- Born: Marc E. Polymeropoulos Athens, Greece
- Education: Cornell University
- Occupation: Intelligence officer
- Known for: Possible Havana syndrome carrier

= Marc Polymeropoulos =

American intelligence officer

Marc E. Polymeropoulos is a former American intelligence officer who served 26 years in the Central Intelligence Agency's Directorate of Operations, retiring in June 2019 as a member of the Senior Intelligence Service. His final position was overseeing CIA clandestine operations in Europe and Eurasia. He is one of the individuals who have reported symptoms consistent with Havana syndrome and has been a public advocate for affected intelligence officers.

==Early life==
Polymeropoulos was born in Athens, Greece, to a Greek father and Jewish-American mother. He moved to the United States shortly after his birth.

==Career==
Polymeropoulos served multiple overseas assignments as chief of station and deputy chief of station in Europe, Asia, and high-threat environments. He specialized in counterterrorism, the Middle East, and South Asia, serving extensively in Iraq and Afghanistan. He received the Distinguished Career Intelligence Medal, the Distinguished Intelligence Medal, the Intelligence Medal of Merit, and the Intelligence Commendation Medal.
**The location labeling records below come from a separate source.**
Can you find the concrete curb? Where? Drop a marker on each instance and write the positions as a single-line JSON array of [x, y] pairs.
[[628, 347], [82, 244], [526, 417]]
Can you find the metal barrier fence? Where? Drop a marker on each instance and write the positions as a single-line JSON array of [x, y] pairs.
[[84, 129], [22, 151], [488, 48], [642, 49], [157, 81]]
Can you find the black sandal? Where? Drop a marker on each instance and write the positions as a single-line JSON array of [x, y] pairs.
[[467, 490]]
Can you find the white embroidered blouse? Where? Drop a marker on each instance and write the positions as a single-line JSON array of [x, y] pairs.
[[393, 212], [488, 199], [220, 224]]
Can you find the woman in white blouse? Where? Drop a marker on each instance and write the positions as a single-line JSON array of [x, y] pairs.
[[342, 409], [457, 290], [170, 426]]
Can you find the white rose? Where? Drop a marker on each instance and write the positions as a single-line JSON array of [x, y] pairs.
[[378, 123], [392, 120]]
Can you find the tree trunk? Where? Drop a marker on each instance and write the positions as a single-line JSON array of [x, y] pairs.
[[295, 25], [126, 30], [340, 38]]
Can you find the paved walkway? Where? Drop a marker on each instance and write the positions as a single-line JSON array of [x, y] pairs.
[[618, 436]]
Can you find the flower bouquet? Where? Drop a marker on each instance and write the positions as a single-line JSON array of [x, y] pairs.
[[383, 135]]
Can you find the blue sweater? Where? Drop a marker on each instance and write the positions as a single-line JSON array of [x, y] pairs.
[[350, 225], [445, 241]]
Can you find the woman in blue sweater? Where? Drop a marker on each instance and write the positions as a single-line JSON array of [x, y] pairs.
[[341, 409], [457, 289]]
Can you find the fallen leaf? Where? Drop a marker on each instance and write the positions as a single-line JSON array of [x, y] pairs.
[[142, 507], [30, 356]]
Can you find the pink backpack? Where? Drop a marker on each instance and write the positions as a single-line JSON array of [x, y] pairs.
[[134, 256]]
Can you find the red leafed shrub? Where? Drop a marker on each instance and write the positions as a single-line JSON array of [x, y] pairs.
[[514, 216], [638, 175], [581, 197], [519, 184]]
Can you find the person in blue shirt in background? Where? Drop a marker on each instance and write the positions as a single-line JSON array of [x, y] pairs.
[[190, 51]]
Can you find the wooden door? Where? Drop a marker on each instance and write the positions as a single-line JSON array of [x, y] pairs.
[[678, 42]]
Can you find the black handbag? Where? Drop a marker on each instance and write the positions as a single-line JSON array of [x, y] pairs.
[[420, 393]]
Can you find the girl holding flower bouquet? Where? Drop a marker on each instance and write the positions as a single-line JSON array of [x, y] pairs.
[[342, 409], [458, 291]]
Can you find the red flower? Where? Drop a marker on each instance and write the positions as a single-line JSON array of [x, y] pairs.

Polymeropoulos holds undergraduate and graduate degrees from Cornell University.

==Havana syndrome==

In December 2017, while serving as deputy chief of CIA clandestine operations for Europe and Eurasia, he traveled to Moscow on official business. He reported waking in his hotel room experiencing vertigo, nausea, and ringing in his ears. The symptoms persisted after his return to the United States, and he was eventually diagnosed with occipital neuralgia.

He stated that the CIA's Office of Medical Services initially determined his symptoms were not consistent with those of diplomats affected in Havana. He retired from the CIA in 2019, citing his inability to work due to persistent headaches. He has publicly attributed his condition to a possible directed-energy attack and has called for greater government support for affected officers. He was a key public advocate for the HAVANA Act of 2021, which provided compensation to affected personnel and passed unanimously in both chambers of Congress.
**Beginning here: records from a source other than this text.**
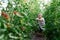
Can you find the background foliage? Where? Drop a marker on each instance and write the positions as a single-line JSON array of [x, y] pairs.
[[18, 21], [52, 17]]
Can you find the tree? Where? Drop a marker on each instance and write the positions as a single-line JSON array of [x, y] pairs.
[[52, 17], [18, 20]]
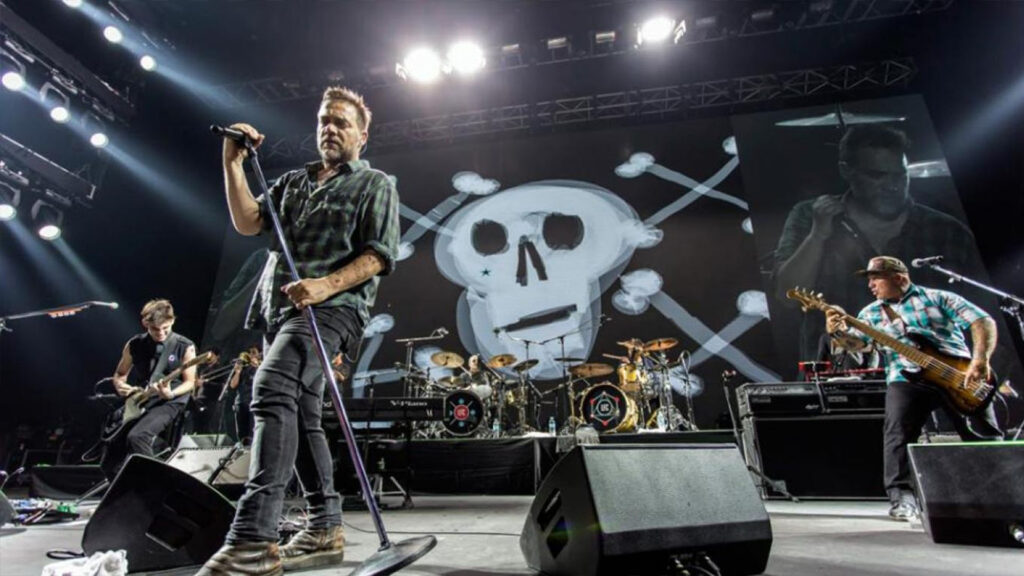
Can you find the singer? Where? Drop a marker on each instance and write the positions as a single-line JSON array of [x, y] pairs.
[[902, 307], [826, 237], [342, 217]]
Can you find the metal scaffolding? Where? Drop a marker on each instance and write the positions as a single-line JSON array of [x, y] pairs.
[[665, 101], [749, 22]]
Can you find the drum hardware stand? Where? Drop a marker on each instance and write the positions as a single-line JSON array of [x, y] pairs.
[[737, 433], [437, 334], [390, 557]]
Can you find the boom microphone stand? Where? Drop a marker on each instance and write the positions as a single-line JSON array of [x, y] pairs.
[[390, 557]]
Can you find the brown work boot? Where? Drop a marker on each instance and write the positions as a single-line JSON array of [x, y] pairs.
[[251, 559], [312, 548]]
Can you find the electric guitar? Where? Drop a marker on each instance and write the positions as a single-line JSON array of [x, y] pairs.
[[134, 407], [948, 373]]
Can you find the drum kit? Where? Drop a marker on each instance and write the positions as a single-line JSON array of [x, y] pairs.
[[496, 397]]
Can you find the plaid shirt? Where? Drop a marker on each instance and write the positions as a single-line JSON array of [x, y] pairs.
[[327, 225], [941, 317]]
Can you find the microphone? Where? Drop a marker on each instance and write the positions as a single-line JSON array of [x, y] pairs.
[[922, 262], [229, 133]]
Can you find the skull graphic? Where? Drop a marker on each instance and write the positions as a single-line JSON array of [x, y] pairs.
[[535, 260]]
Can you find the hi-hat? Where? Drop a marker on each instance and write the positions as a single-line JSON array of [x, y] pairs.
[[591, 370], [525, 365], [660, 344], [501, 361], [632, 343], [446, 359]]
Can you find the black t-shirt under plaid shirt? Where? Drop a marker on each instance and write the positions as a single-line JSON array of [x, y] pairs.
[[327, 227]]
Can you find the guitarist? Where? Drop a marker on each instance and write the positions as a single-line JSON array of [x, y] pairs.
[[902, 307], [145, 358]]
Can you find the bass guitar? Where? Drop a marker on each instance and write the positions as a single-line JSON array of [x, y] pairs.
[[134, 407], [947, 373]]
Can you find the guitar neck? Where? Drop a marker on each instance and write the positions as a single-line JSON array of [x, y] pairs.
[[904, 350]]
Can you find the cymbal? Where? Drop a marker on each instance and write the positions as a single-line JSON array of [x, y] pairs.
[[449, 381], [501, 361], [660, 344], [591, 369], [525, 365], [446, 359], [632, 343]]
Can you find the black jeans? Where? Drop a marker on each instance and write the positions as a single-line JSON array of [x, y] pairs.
[[907, 407], [139, 438], [288, 396], [243, 413]]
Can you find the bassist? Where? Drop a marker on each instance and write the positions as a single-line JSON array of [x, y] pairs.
[[941, 318], [145, 358]]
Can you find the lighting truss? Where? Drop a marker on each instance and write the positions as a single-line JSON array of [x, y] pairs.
[[787, 17], [97, 94], [664, 101]]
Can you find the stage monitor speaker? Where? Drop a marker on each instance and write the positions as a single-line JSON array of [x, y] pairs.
[[828, 456], [616, 509], [971, 493], [6, 509], [162, 517], [202, 463]]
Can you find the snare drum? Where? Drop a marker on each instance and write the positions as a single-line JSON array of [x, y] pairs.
[[632, 377], [463, 413], [607, 408]]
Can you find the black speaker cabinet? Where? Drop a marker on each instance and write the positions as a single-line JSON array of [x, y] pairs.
[[828, 456], [629, 508], [161, 516], [971, 493]]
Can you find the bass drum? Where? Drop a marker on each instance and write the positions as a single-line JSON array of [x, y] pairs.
[[608, 409], [463, 413]]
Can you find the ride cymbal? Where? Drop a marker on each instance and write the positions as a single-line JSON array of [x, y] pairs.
[[660, 344], [591, 370], [446, 359], [501, 361]]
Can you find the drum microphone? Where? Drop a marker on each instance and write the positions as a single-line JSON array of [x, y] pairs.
[[229, 133], [922, 262]]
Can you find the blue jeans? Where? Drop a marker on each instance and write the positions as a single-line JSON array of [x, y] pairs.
[[288, 396]]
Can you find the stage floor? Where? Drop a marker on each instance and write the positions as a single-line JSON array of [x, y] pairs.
[[479, 535]]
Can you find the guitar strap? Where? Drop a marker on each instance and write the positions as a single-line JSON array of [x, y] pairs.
[[162, 363], [894, 317]]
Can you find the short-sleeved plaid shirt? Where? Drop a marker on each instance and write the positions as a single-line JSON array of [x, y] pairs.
[[327, 225], [941, 317]]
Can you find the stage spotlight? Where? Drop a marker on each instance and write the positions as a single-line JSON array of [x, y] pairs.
[[421, 65], [13, 81], [13, 72], [9, 199], [113, 34], [59, 115], [47, 220], [466, 57], [655, 30]]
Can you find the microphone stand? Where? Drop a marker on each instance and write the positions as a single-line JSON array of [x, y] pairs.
[[1012, 304], [390, 557]]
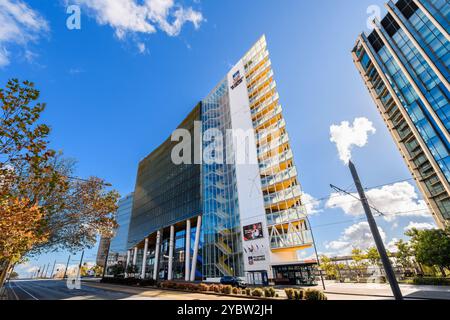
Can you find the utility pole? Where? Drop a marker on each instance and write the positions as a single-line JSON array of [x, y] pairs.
[[53, 269], [46, 270], [67, 266], [105, 266], [80, 265], [317, 255], [390, 275]]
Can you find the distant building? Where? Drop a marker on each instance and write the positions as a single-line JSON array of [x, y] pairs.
[[405, 64], [118, 248], [102, 251], [226, 218]]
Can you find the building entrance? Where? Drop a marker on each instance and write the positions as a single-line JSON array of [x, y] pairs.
[[300, 274]]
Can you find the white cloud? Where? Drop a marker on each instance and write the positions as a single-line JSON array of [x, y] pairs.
[[141, 47], [346, 136], [144, 16], [396, 200], [356, 236], [19, 25], [391, 246], [312, 205], [419, 226]]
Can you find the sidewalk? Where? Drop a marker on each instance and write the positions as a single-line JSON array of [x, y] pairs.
[[383, 290]]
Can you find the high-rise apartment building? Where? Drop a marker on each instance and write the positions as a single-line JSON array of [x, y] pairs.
[[118, 247], [405, 64], [234, 209]]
Polymeropoulos has been featured in major investigative reporting on Havana syndrome, including Julia Ioffe's 2020 GQ investigation "The Mystery of the Immaculate Concussion" and the CBS News 60 Minutes investigation.

He has also briefed the Senate Select Committee on Intelligence and House Permanent Select Committee on Intelligence on anomalous health incidents.

==Post-CIA career==
After retiring, he authored Clarity in Crisis: Leadership Lessons from the CIA, published by HarperCollins in June 2021. The book was reviewed by the CIA's Center for the Study of Intelligence.

He is a nonresident senior fellow at the Atlantic Council's Scowcroft Center for Strategy and Security, specializing in hybrid warfare. He has written for The Washington Post, The New York Times, Politico, Foreign Affairs, and Lawfare, and contributes a weekly column to the Washington Examiner. He has appeared on PBS NewsHour, CNN, NPR, MSNBC, and BBC.

==Hunter Biden laptop letter==

In October 2020, he co-drafted with former acting CIA director Michael Morell a public letter stating that emails from a laptop belonging to Hunter Biden, reported by the New York Post, had "all the classic earmarks of a Russian information operation." The letter was signed by 51 former intelligence officials.

In April 2023, he testified before the House Judiciary Committee and House Permanent Select Committee on Intelligence in a transcribed interview. He stated that Morell told him that "someone from kind of the Biden world had asked for this". He testified that he believed Joe Biden mischaracterized the letter when citing it during a presidential debate, and acknowledged the authenticity of the laptop's contents.

On January 20, 2025, President Donald Trump signed an executive order revoking the security clearances of the letter's signatories.